Как и прежде, алгебра оказалась для него самым трудным предметом. Этот факт ставил под сомнение его планы на будущее: он намеревался закончить среднюю школу, поступить в Университет Брауна со специализацией по астрономии и стать профессором, как Аптон. Теперь же он начал опасаться, что слабость в алгебре воспрепятствует достижению его цели, потому как практикующий астроном должен свободно владеть основными отраслями математики. Как и множество молодых людей, он был очарован профессией, не осознавая всю тяжесть и рутину ее практики.
В 1907/08 учебном году Лавкрафт прошел сокращенный курс, включавший только химию, вспомогательную алгебру и физику.
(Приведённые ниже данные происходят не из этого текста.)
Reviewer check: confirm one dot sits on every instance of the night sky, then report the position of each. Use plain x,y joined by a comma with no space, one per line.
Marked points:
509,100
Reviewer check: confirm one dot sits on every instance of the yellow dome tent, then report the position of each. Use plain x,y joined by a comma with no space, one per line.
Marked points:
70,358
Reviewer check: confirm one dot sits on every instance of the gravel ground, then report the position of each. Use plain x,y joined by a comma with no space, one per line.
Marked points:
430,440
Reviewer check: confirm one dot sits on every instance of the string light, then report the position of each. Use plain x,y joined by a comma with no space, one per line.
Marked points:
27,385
Хотя он получал хорошие оценки, даже по алгебре, после первой четверти он забросил учебу. В конце года, закончив лишь два с половиной года средней школы, он окончательно ушел из нее.
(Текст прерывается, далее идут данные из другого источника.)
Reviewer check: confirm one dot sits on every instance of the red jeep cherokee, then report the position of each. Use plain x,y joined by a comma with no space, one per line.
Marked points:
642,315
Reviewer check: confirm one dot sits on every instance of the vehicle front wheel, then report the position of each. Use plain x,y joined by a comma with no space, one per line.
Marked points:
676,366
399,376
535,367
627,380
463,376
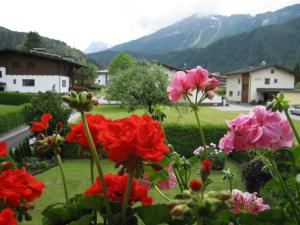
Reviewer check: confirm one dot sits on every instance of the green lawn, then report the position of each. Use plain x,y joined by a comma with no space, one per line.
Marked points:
182,114
4,109
78,179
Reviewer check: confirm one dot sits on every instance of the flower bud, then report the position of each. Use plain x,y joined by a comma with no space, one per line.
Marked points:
196,185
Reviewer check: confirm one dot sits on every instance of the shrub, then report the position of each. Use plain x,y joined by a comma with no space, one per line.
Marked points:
15,98
11,120
254,176
186,138
51,102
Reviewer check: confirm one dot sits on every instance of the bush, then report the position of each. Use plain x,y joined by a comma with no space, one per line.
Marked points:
15,98
254,176
51,102
186,138
11,120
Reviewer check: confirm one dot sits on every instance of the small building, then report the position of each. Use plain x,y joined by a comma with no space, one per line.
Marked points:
102,77
38,71
258,84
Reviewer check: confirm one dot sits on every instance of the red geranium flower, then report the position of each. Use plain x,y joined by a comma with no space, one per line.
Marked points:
133,137
2,148
77,134
42,125
7,217
207,163
18,186
116,185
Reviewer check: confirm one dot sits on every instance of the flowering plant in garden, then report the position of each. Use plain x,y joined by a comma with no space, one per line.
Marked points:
143,159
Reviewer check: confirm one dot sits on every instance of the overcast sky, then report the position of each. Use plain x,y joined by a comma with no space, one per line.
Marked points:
79,22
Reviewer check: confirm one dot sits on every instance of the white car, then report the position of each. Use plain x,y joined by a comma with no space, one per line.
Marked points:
295,110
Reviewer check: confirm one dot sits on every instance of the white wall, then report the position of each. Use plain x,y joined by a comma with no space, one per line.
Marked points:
42,83
233,84
285,80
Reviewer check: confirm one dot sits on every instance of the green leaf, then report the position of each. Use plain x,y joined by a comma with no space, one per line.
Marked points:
85,220
154,214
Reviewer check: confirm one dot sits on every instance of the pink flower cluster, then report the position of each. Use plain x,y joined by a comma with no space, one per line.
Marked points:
182,83
261,128
247,203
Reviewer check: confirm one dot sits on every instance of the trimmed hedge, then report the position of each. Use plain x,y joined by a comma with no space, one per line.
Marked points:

В своих поздних письмах Лавкрафт несколько раз говорил об окончании средней школы, например: «Она [средняя школа] мне нравилась, но нагрузка оказалась слишком тяжелой для моего здоровья, и сразу после ее окончания я перенес нервное расстройство, которое совершенно помешало мне посещать колледж»[92]. «Нервное расстройство», возможно, было вполне реальным, но не было непосредственной причиной того, что Лавкрафту не удалось поступить в колледж. Он так и не закончил среднюю школу полностью, для этого ему надо было проучиться еще полтора года. Со своим школьным аттестатом он не смог бы поступить в Университет Брауна, даже если бы позволило его здоровье и это было бы по карману его семье.
Много позже Лавкрафт порой легкомысленно относился к тому, что ему не удалось получить образование: «Как-никак, культурная семья является наилучшей школой, и я особенно признателен за то обучение, что этот юноша не прошел». Это был блеф, в более откровенные минуты он писал: «Что до отсутствия у меня университетского образования, я никогда не перестану стыдиться этого; но, по крайней мере, я знаю, что по-другому у меня не получилось бы».
Эта неудача представляется одним из самых значительных событий в жизни Лавкрафта, поскольку она как ничто другое определила его будущее. В нескольких письмах Лавкрафт рассказывает о своем «нервном расстройстве», например: «В те зрелые годы бедняга дошел до такого нервного истощения, что не мог без отвращения разговаривать с любым человеческим существом и даже смотреть на него и равным образом не переносил, чтобы на него смотрели; и каждая поездка в город была суровым испытанием… В те дни для меня было просто невыносимо взглянуть или поговорить с кем-либо, и я предпочитал закрываться от всего мира, опуская темные шторы и обходясь искусственным светом… Я и думать не хотел о том, сколько приобретенных в средней школе знаний выпало из моей памяти за пять лет после 1908 года. Мое здоровье не позволило мне пойти в университет – в самом деле, упорное прилежание в школе привело меня к некоторому расстройству»[93].
Он говорил о головных болях, несварении желудка, апатии, усталости, депрессии и неспособности сосредотачиваться. Подобные симптомы могут быть вызваны любым из множества заболеваний вроде гипотонии (пониженное кровяное давление), гипогликемии (пониженное содержание сахара в крови), гипотиреоза (понижение функции щитовидной железы) и кое-каких микробных инфекций. Некоторые медики говорят, что того праздного, бесполезного существования, которое Лавкрафт вел на протяжении следующего десятилетия, уже самого по себе было достаточно, чтобы вызвать симптомы, на которые он жаловался. Медицина 1908 года не достигла того уровня, чтобы справиться с немощью Лавкрафта, чем бы она ни была.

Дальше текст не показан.